Historical Thinking

History, properly developed for children in the early years of schooling, can open important opportunities to analyze and develop appreciation for all these spheres of human activity and of the interactions among them. To do so requires that children be engaged in activequestioning and learning, and not merely in the passive absorption of facts, names, and dates. Real historical understanding requires that students engage in historical reasoning; listen to and read historical stories, narratives, and literature with meaning; think through cause-effect relationships; interview “old-timers” in their communities; analyze documents, photos, historical newspapers, and the records of the past available in local museums and historical sites; and construct time lines and historical narratives of their own. Essential to developing historical insights and lasting learning, these skills are also the processes of active learning.

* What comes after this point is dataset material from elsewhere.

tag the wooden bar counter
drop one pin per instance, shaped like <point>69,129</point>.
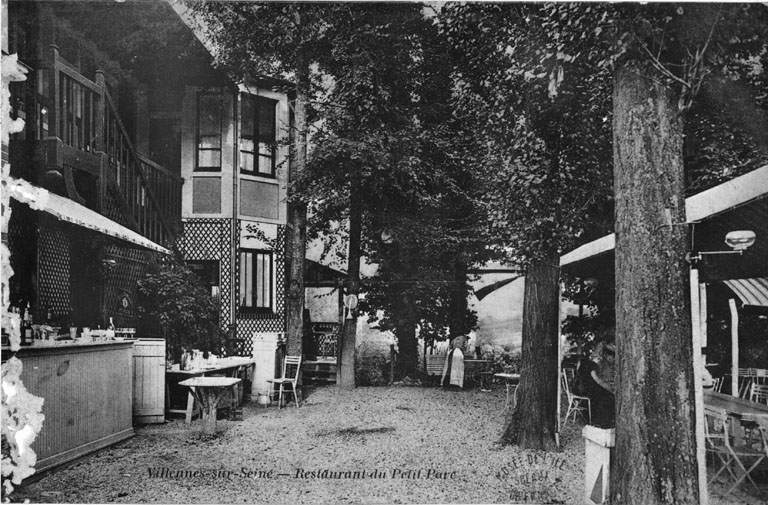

Tailored to the capabilities of young students, these activities are capable of developing skills in the following five types of historical thinking:

  • Chronological thinking, developing a beginning sense of historical time-past, present, and future-in order to identify the temporal sequence in which events occurred, measure calendar time, interpret and create time lines, and explain patterns of historical continuity and change.
  • Historical comprehension, including the ability to listen to and read historical stories and narratives with understanding, to identify the basic elements of the narrative or story structure (the characters, situation, sequence of events, their causes, and their outcome); and to develop the ability to describe the past through the eyes and experiences of those who were there, as revealed through their literature, art, artifacts, and other records of their time.
  • Historical analysis and interpretation, including the ability to compare and contrast different experiences, beliefs, motives, traditions, hopes, and fears of people from various groups and backgrounds, and at various times in the past and present; to analyze how these differing motives, interests, beliefs, hopes, and fears influenced people’s behaviors; to compare the different perspectives included in different stories about historical people and events; to compare historical fiction and documentary sources about a particular era or event; and to analyze the historical accuracy of fictional accounts.
  • Historical research capabilities, including the ability to formulate historical questions from encounters with historical documents, artifacts, photos, visits to historical sites, and eyewitness accounts; to acquire information concerning the historical time and place where the artifact, document, or other record was created; and to construct a historical narrative or story concerning it.
  • Historical issues-analysis and decision-making, including the ability to identify problems that people confronted in historical literature, the local community, and the state; to analyze the various interests and points of view of people caught up in these situations; to evaluate alternative proposals for dealing with the problem(s); and to analyze whether the decisions reached or the actions taken were good ones and why.